Yesterday, my wife and I went to Tattered Cover to find a book. Ok, she went to Tattered Cover to find a book for her graduate level writing class; I went to avoid working on getting together the last of the stuff neccessary for the Theoricus initiation that I am doing today.
(Actually, I am doing the Theoricus initiation right now---this post is actually pre-scheduled...much like the last night talk shows are filmed during the day, and perhaps even days before they are broadcast.)
And while we were there, she found several books on the writing craft (creating characters, writing various types of stories, etc.) that she thought I would be interested in. I was...to a certain extent. My interest was not too great because I was sticking to a budget (an advance for a job that I am doing this coming week); and the honest fact that leafing though the books, I recognized most of the advice from other writing "how-to" advice books.

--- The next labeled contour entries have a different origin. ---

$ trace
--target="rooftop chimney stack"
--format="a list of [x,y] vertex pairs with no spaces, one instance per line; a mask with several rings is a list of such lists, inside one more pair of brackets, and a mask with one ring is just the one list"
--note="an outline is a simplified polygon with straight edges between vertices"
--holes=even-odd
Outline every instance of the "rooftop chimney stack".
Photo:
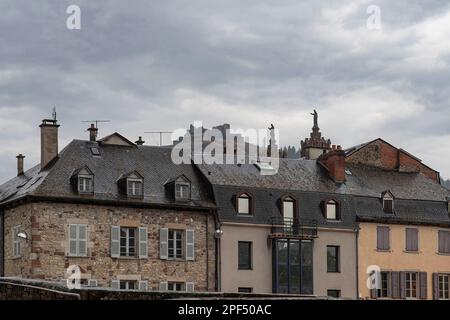
[[58,156],[58,128],[56,117],[44,119],[41,128],[41,170]]
[[144,140],[142,140],[142,137],[141,136],[139,136],[139,139],[135,142],[138,146],[142,146],[144,143],[145,143],[145,141]]
[[17,176],[23,175],[23,159],[25,156],[23,154],[19,154],[17,157]]
[[332,147],[331,151],[321,155],[317,161],[326,168],[328,176],[336,183],[344,183],[345,177],[345,151],[341,146]]
[[89,131],[89,141],[97,141],[98,128],[95,127],[95,124],[91,123],[91,127],[88,128]]

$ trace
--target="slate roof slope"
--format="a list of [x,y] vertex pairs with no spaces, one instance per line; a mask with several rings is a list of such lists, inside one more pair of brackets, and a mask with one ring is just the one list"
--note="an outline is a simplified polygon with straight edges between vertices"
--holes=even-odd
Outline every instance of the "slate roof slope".
[[[98,148],[100,156],[92,154],[92,147]],[[94,195],[79,195],[70,183],[75,170],[84,166],[94,174]],[[132,171],[137,171],[144,177],[144,198],[141,200],[127,200],[119,192],[117,180],[123,174]],[[28,170],[23,177],[16,177],[0,186],[0,204],[31,195],[179,205],[166,193],[164,183],[180,175],[185,175],[191,181],[192,200],[183,202],[182,206],[215,207],[204,188],[201,176],[194,171],[194,167],[172,163],[171,148],[128,147],[73,140],[61,151],[59,159],[49,168],[45,168],[45,171],[40,172],[38,165]],[[29,184],[21,186],[26,179],[34,180],[37,177],[41,178],[34,186]]]
[[[223,221],[267,223],[279,216],[276,200],[286,194],[299,203],[300,218],[316,219],[320,226],[353,227],[361,219],[385,219],[398,222],[450,223],[446,207],[448,191],[421,173],[386,171],[363,165],[347,164],[344,184],[336,184],[314,160],[280,159],[277,174],[260,175],[254,165],[199,165],[213,186]],[[381,193],[390,190],[396,197],[395,214],[385,215]],[[248,192],[255,198],[254,217],[236,214],[233,196]],[[342,205],[342,221],[324,219],[320,203],[335,198]]]

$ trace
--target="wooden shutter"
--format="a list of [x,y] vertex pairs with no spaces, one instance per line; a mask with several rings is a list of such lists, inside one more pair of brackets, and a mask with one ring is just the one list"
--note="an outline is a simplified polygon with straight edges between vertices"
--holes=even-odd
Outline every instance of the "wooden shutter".
[[111,257],[120,257],[120,227],[111,226]]
[[159,291],[167,291],[167,282],[166,281],[159,283]]
[[147,281],[139,281],[139,291],[147,291],[148,290],[148,282]]
[[194,283],[186,282],[186,292],[194,292]]
[[169,229],[161,228],[159,229],[159,258],[167,260],[167,251],[169,249]]
[[95,280],[95,279],[89,279],[88,280],[88,286],[89,287],[97,287],[97,280]]
[[186,260],[194,261],[195,241],[194,230],[186,230]]
[[111,280],[111,288],[115,290],[120,289],[120,281],[119,280]]
[[419,272],[419,294],[417,295],[420,299],[426,299],[427,292],[427,273]]
[[78,230],[77,230],[76,224],[69,224],[69,256],[76,256],[78,253],[77,250],[77,236],[78,236]]
[[139,258],[148,257],[148,232],[146,227],[139,228]]
[[400,279],[398,272],[391,272],[392,298],[400,298]]
[[433,273],[433,299],[439,300],[439,273]]
[[87,225],[80,224],[78,227],[78,256],[87,256]]
[[400,299],[406,298],[406,272],[400,272]]

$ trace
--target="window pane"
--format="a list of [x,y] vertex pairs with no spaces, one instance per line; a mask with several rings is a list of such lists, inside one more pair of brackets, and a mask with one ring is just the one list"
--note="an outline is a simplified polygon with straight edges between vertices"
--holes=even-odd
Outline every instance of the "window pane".
[[336,220],[336,203],[328,202],[327,203],[327,219]]
[[250,213],[250,199],[247,196],[240,196],[238,200],[238,212],[241,214]]
[[287,221],[294,220],[294,202],[285,200],[283,201],[283,217]]
[[251,269],[251,242],[238,242],[239,269]]
[[339,272],[339,247],[327,246],[327,271]]

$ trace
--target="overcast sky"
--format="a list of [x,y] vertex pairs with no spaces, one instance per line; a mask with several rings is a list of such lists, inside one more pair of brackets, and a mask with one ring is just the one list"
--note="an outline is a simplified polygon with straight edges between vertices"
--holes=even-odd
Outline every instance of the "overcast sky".
[[[81,8],[81,30],[66,9]],[[366,12],[378,5],[381,29]],[[448,0],[0,2],[0,182],[39,161],[41,120],[57,107],[60,148],[205,126],[324,136],[344,148],[381,137],[450,177]]]

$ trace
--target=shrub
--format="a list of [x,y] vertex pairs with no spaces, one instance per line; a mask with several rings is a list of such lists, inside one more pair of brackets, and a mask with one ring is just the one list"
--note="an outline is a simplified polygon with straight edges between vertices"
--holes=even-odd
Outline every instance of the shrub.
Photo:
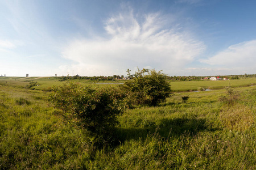
[[197,91],[205,91],[205,88],[202,87],[199,87],[197,88]]
[[181,96],[182,103],[186,103],[187,101],[188,100],[188,98],[189,98],[189,97],[188,96]]
[[106,133],[118,122],[125,95],[113,88],[97,88],[71,83],[55,87],[50,100],[64,120],[90,132]]
[[128,74],[132,79],[121,86],[121,89],[129,94],[134,104],[156,105],[171,96],[170,85],[161,71],[138,69],[134,75],[131,75],[130,71],[128,70]]

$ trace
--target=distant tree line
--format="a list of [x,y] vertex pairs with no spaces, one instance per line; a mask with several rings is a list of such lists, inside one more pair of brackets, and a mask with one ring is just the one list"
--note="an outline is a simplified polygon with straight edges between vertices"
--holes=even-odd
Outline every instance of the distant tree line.
[[[229,79],[239,79],[243,78],[253,78],[256,77],[256,74],[241,74],[241,75],[214,75],[214,76],[168,76],[166,75],[166,79],[170,81],[192,81],[192,80],[203,80],[205,77],[210,78],[211,76],[218,76],[220,78],[228,78]],[[122,79],[124,78],[123,75],[114,75],[113,76],[80,76],[76,75],[75,76],[62,76],[60,77],[59,81],[65,81],[67,80],[75,79],[86,79],[93,81],[105,81],[105,80],[115,80]],[[129,79],[132,77],[129,76]]]
[[80,76],[76,75],[75,76],[62,76],[60,77],[59,81],[65,81],[67,80],[76,80],[76,79],[85,79],[90,80],[93,81],[105,81],[105,80],[115,80],[117,79],[122,79],[124,78],[123,75],[114,75],[113,76]]

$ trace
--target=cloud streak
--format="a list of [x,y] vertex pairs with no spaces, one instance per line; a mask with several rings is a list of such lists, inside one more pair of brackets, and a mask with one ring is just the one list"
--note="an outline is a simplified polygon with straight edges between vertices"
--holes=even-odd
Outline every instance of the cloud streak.
[[138,16],[131,11],[119,14],[105,21],[105,36],[71,41],[62,56],[76,63],[60,67],[86,75],[123,73],[137,66],[168,74],[204,50],[202,42],[176,27],[175,18],[159,13]]
[[254,74],[255,60],[256,40],[254,40],[231,45],[215,56],[201,60],[200,62],[218,67],[218,69],[226,70],[226,74]]

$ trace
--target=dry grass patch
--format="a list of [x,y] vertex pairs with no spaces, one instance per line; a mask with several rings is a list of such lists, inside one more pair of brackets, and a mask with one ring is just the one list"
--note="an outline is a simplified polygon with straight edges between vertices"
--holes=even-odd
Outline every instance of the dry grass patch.
[[254,124],[252,110],[241,104],[222,109],[220,113],[220,118],[224,125],[230,130],[245,130]]

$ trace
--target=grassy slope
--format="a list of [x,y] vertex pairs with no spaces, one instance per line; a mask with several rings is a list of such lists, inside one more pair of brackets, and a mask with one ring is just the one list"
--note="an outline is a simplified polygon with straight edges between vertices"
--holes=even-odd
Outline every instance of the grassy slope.
[[[32,87],[35,90],[49,90],[53,86],[62,85],[64,82],[60,82],[59,77],[0,77],[0,84],[24,87],[28,84],[30,81],[37,82],[39,86]],[[82,84],[98,86],[104,87],[109,86],[104,83],[112,83],[111,86],[118,86],[117,83],[123,83],[125,80],[99,82],[95,84],[94,82],[89,80],[74,80]],[[220,80],[220,81],[181,81],[170,82],[172,90],[174,91],[196,91],[199,87],[210,89],[224,88],[225,87],[248,86],[256,84],[256,78],[243,78],[239,80]]]
[[97,148],[96,139],[59,120],[48,92],[19,88],[21,80],[0,80],[1,169],[256,168],[255,86],[236,88],[234,106],[218,101],[220,90],[127,110],[118,118],[118,142]]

I have gotten to the point where I think that I am better off not buying any more writing advice books simply because most of the information feels like simple repeats of information that I have read in other books. Quite honestly, I have hit my limit on how many how-to books I can squeeze into my library. And my budget (time and money).
Of course, this brings up the question of how many books on writing does an aspiring writer need? (This also can be asked of how many books on magic does an aspiring witch or magician need?) At what point in time does a writer hit the point where another how-to book is not actually going to make that much difference in their craft?
It is not like they are going to suddenly quit publishing books on writing. As long as there is a steady stream of aspiring writers, there will be a steady stream of books aimed at improving their craft. But at a certain point, it is better to keep your money in your pocket---unless you have a specific problem to solve.
I suspect that in part, the market has so many books because it allows aspiring writers to feel that they are improving their craft without actually doing any work. It is like reading books on magic, ethics, relationships, business, etc. Reading a book gives you a nice buzz---you are trying to improve your skill and knowledge; but unless you are willing to roll up your sleeves, it is just wasted effort.
I do not think that there is a single professional (as in "I make my living writing") writer who would rate reading books on how-to write as highly as they would actually doing the actual work of being a writer. If you want a crash course in writing, and a big boost in your skill, suffer though National Novel Writing Month or something like it (aka actually complete an entire novel). Learning to write from books is like learning to play golf without ever swinging a golf club.
Write, write, write. Does anyone really need more advice than that?